Kedua nama ini, Bancin dan Albaicín, akhirnya memperlihatkan keindahan sebuah misteri sejarah. Apakah sekadar kebetulan, atau benar-benar ada hubungan genealogis yang terputus oleh waktu? Pertanyaan ini masih terbuka, menanti penelitian lebih lanjut.
Bagi masyarakat Pakpak Bharat dan Singkil, narasi ini tentu memberi warna baru bagi pemaknaan identitas. Marga bukan sekadar penanda kekerabatan, tetapi juga bisa menjadi jendela untuk memahami kemungkinan besar perjalanan leluhur yang melintasi benua.
Hipotesa tersebut, meskipun belum dapat dibuktikan, memberikan gambaran bahwa sejarah tidak selalu linear. Kesamaan nama bisa lahir dari interaksi global, bisa juga dari kearifan lokal yang kebetulan menghasilkan bunyi serupa.
Apa pun penjelasannya, diskusi mengenai Bancin dan Albaicín membuka ruang dialog antara sejarah lokal Nusantara dan peradaban Islam global. Narasi ini mengajarkan bahwa identitas selalu hidup, selalu bergerak, dan kadang menyimpan rahasia yang menunggu untuk diungkap.

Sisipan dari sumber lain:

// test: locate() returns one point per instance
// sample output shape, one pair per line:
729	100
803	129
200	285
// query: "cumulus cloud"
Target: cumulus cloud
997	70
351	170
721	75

Pada akhirnya, baik teori diaspora Andalusia maupun asal-usul lokal Minangkabau dan Lampung sama-sama menunjukkan betapa kaya warisan budaya Nusantara. Bancin menjadi contoh bahwa sebuah nama bisa mengandung kisah lintas zaman, lintas benua, dan lintas peradaban.

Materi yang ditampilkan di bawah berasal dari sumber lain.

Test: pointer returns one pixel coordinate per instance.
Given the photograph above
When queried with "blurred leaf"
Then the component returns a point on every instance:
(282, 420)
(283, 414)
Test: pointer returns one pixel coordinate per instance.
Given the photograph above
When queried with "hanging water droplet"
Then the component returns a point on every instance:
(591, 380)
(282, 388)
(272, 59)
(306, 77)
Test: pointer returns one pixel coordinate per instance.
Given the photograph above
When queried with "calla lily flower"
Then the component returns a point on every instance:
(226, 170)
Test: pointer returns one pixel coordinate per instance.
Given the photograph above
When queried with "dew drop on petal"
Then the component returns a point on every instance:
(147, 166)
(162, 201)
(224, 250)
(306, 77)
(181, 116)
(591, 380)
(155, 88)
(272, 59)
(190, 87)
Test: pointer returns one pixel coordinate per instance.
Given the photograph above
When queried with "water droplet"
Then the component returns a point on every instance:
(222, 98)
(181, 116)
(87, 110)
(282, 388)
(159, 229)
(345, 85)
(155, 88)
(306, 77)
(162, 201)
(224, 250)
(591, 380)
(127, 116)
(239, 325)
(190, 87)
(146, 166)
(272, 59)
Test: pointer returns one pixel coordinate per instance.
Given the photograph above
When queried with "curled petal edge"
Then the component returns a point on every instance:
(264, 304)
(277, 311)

Dengan demikian, misteri keterkaitan Albaicín dan Bancin bukan sekadar romantisme sejarah, melainkan juga ajakan untuk terus menggali, meneliti, dan merajut ulang potongan-potongan kisah yang tercecer di antara arsip, tradisi, dan lisan.

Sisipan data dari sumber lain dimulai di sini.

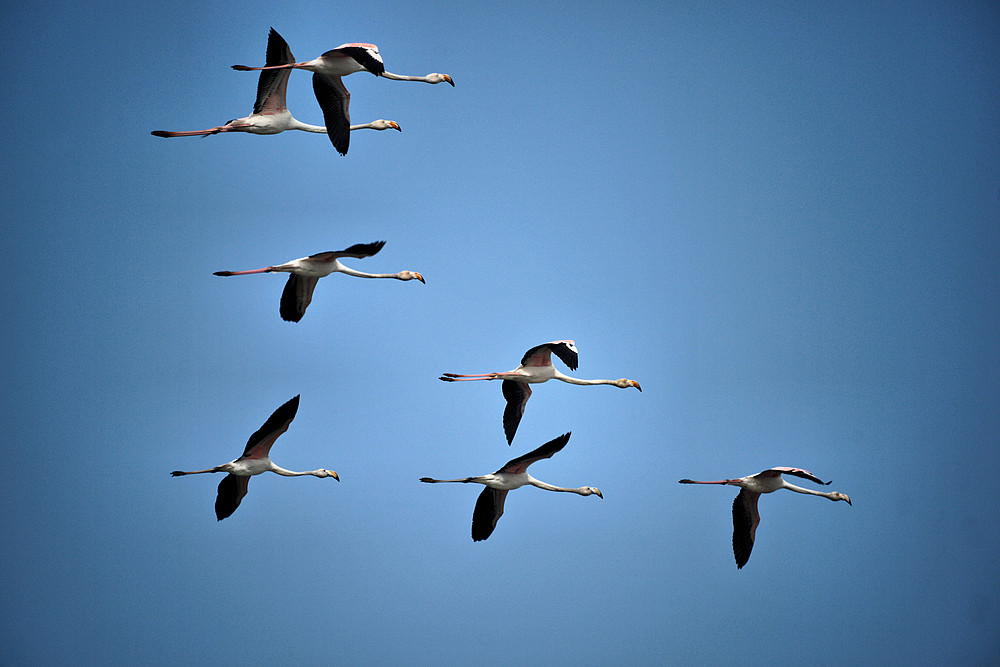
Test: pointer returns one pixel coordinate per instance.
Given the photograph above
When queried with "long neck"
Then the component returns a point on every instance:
(548, 487)
(192, 133)
(573, 380)
(404, 77)
(466, 480)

Sejarah Nusantara yang terbuka bagi pengaruh global memberi peluang bagi hipotesa seperti ini untuk hidup. Walau bukti masih samar, imajinasi sejarah itu sendiri memberi makna baru bagi generasi penerus marga Bancin di Sumatera.
Dan siapa tahu, di balik kesamaan nama itu, memang ada jejak darah, budaya, atau sekadar inspirasi yang melintasi Andalusia dan Sumatera, menyisakan resonansi hingga kini. Sebuah kisah yang menunggu untuk terus ditelusuri dengan hati-hati.